Mini Pasta Bake
Mini pasta bake is a recipe with fresh ingredients from the dough category. Try this and other recipes from Spoonsparrow!
Ingredients
- 350 g Ditalini (or other short pasta)
- Salz
- 1 Schalotte
- 30 g Butter
- 200 g Parmaschinken (in slices)
- butter (for the cups)
- 250 g crème fraîche
- 200 g Taleggio
- 8 Zweige Thymian
- 4 Eier
- Pfeffer (from the grinder)
- 40 g Semmelbrösel
Instructions
-
1.
Cook pasta according to package instructions in plenty of salted water, rinse with cold water and drain well. Meanwhile line 12 greased small cups with parchment paper so that the paper overhangs the cup edges by about 2 cm.
-
2.
Slice the ham into strips.
-
3.
Peel and finely dice the shallot. Sauté in 20 g hot butter until translucent. Add the ham and remove from heat.
-
4.
Distribute half of the pasta into the cups. Spread the ham-shallot mixture on top, then fill the remaining pasta into the cups (so that the pasta protrudes over the cup edges supported by the parchment).
-
5.
Blend Crème fraîche and Taleggio with a mixer.
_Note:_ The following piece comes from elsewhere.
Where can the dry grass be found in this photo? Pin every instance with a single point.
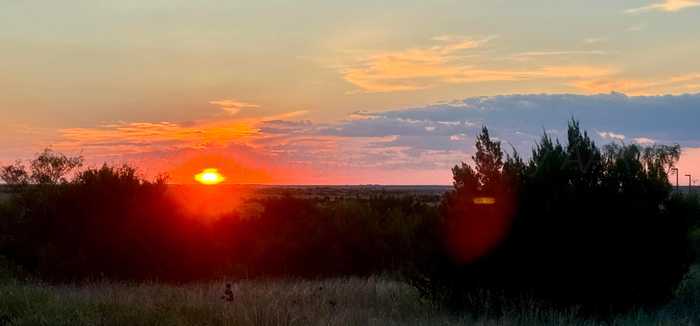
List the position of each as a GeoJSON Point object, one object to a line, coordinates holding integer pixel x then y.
{"type": "Point", "coordinates": [372, 301]}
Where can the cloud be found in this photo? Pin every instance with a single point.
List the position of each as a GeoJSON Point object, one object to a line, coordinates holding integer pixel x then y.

Pull thyme leaves off the stems and chop. Set aside 4 stems for garnish. Mix chopped thyme with the eggs into the Crème fraîche mixture. Season with salt and pepper and pour over the pasta.
-
6.
Sprinkle breadcrumbs on top and dot with remaining butter in small flakes. Bake at 180°C (356°F) on the second rack from below for about 30 minutes. Serve garnished with the leftover thyme stems.